New Spring 2015 course in African American Studies Ferguson, USA: Race and criminal justice in historical perspective
December 3, 2013
On August 9, 2014, an eighteen-year-old black man named Michael Brown was shot and killed by police officer Darren Wilson during an altercation in Ferguson, Missouri, a majority-black suburb of St. Louis. In the months that followed, amid demands from protestors in Ferguson and their supporters that Officer Wilson be brought to justice, swirling and conflicting accounts of Brown’s death competed for attention. A grand jury examination of the evidence, and its subsequent decision not to indict Wilson has—far from bringing clarity or resolution—exacerbated tensions, raised troubling new questions, and sparked a new round of protests.
We may never have a full accounting of what happened between Brown and Wilson on August 9. But the events in Ferguson can be placed within—and can help illuminate—a long history of African American encounters with law enforcement officers and with the criminal justice system. This course seeks to trace those encounters, beginning in the era of slavery and ending with the events of the past several months. In doing so students will explore a series of critical questions: To what extent has the construction and the commission of the law been generated by racial prejudice and racial power? To what extent has a racialized criminal justice system—from the street to the courthouse to the prison—provided the grounds and the inspiration for movements of social justice? What lessons might we learn from the events in Ferguson that illuminate current structures of power, privilege, perception, and neglect? And how can we learn from these events—and the long histories trailing them—as we endeavor to build a nation that is more compassionate, unified, and just.

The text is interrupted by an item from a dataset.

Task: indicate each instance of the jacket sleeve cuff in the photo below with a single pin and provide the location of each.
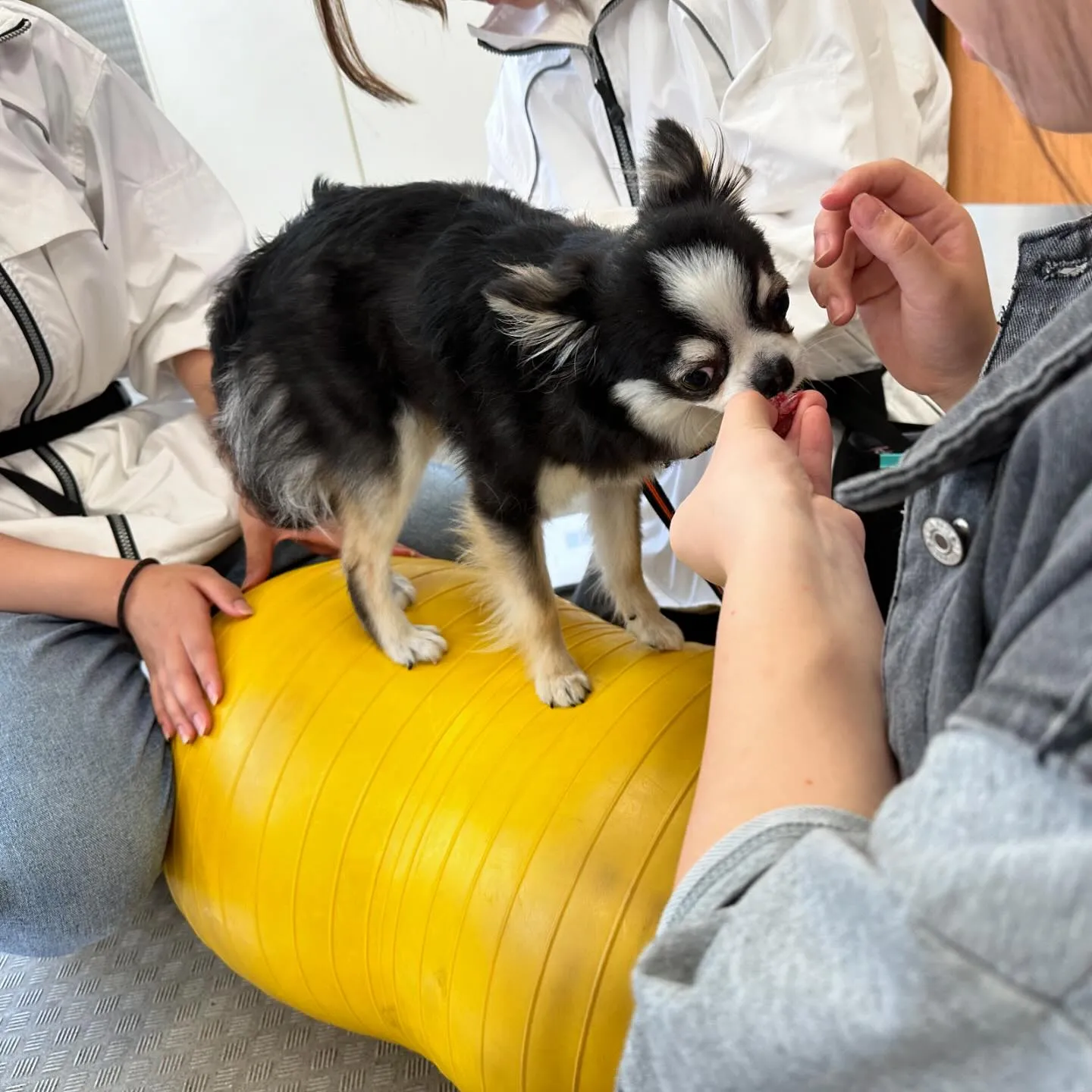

This course is inspired in large part by the engagement of VCU students in the events and the activism surrounding the Ferguson protests. It is grounded in a hopefulness born from the efforts of a new generation of Americans to turn tragedy into transformation. The course will be capped at twenty-five students, allowing classes to be grounded in group dialogue. At moments in the semester, our discussions will be joined by guest participants who can share their personal experiences with the criminal justice system. Assignments will challenge students to utilize academic rigor and digital technologies in a manner that fosters civic dialogue and participation.